Parece increíble, pero antes de 1970, Lima vivía divorciada de su océano. Si querías playa, solo tenías dos opciones: irte hasta La Punta (Callao) o bajar a La Herradura (Chorrillos). Todo lo demás era un acantilado inaccesible y un mar bravo golpeando las rocas.
El día que todo cambió: 15 de diciembre de 1970
Ayer se cumplieron 55 años del momento cumbre. Bajo la visión del alcalde Ernesto Aramburú Menchaca (y un sueño antiguo del presidente Leguía), se inauguró oficialmente el circuito que domó el litoral.
Ingeniería pura: Playas hechas a mano
Lo más impactante de esta historia es cómo se hizo.
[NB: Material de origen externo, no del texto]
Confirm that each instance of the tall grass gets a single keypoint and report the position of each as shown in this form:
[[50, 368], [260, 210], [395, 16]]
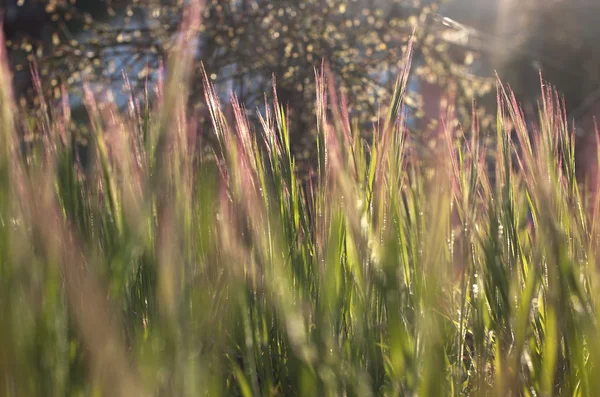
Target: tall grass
[[160, 270]]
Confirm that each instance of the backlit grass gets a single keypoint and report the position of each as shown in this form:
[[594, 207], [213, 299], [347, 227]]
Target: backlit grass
[[159, 270]]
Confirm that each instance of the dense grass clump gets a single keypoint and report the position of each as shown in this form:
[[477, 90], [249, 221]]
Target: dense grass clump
[[158, 270]]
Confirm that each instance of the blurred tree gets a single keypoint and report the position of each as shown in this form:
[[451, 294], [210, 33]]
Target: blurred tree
[[244, 43]]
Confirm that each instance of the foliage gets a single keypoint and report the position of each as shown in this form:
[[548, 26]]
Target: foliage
[[162, 271], [245, 43]]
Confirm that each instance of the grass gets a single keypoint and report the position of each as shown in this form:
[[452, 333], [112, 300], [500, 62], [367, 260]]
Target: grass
[[159, 270]]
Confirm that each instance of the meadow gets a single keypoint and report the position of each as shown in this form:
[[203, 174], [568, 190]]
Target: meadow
[[162, 270]]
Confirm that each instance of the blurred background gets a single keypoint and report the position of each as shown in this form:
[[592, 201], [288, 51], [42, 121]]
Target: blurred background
[[459, 46]]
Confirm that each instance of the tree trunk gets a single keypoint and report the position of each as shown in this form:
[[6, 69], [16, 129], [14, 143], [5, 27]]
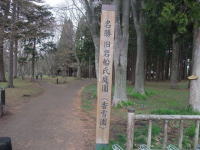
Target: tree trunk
[[96, 41], [121, 50], [33, 61], [138, 16], [12, 35], [175, 63], [10, 81], [194, 100], [2, 71], [120, 63], [139, 73], [15, 58]]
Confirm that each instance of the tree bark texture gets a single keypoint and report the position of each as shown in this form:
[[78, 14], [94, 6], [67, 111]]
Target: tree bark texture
[[175, 63], [121, 50], [137, 6], [93, 23], [33, 61], [2, 71], [15, 58], [12, 35], [194, 100]]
Las playas donde hoy tomas sol (Makaha, Redondo, La Pampilla) no eran naturales. Se formaron artificialmente usando toneladas de material extraído de las excavaciones de la Vía Expresa (Zanjón) y colocando espigones de piedra para frenar la furia de las olas.
De paseos a negocios
Lo que empezó como una vía de conexión rápida entre Chorrillos y Callao, se convirtió en el pulmón turístico y económico de la ciudad. Restaurantes, clubes y surfistas tomaron un espacio que antes era tierra de nadie.
Hoy, pese a los desafíos de los derrumbes, la Costa Verde es la prueba viviente de cómo la ingeniería transformó para siempre la identidad de los limeños.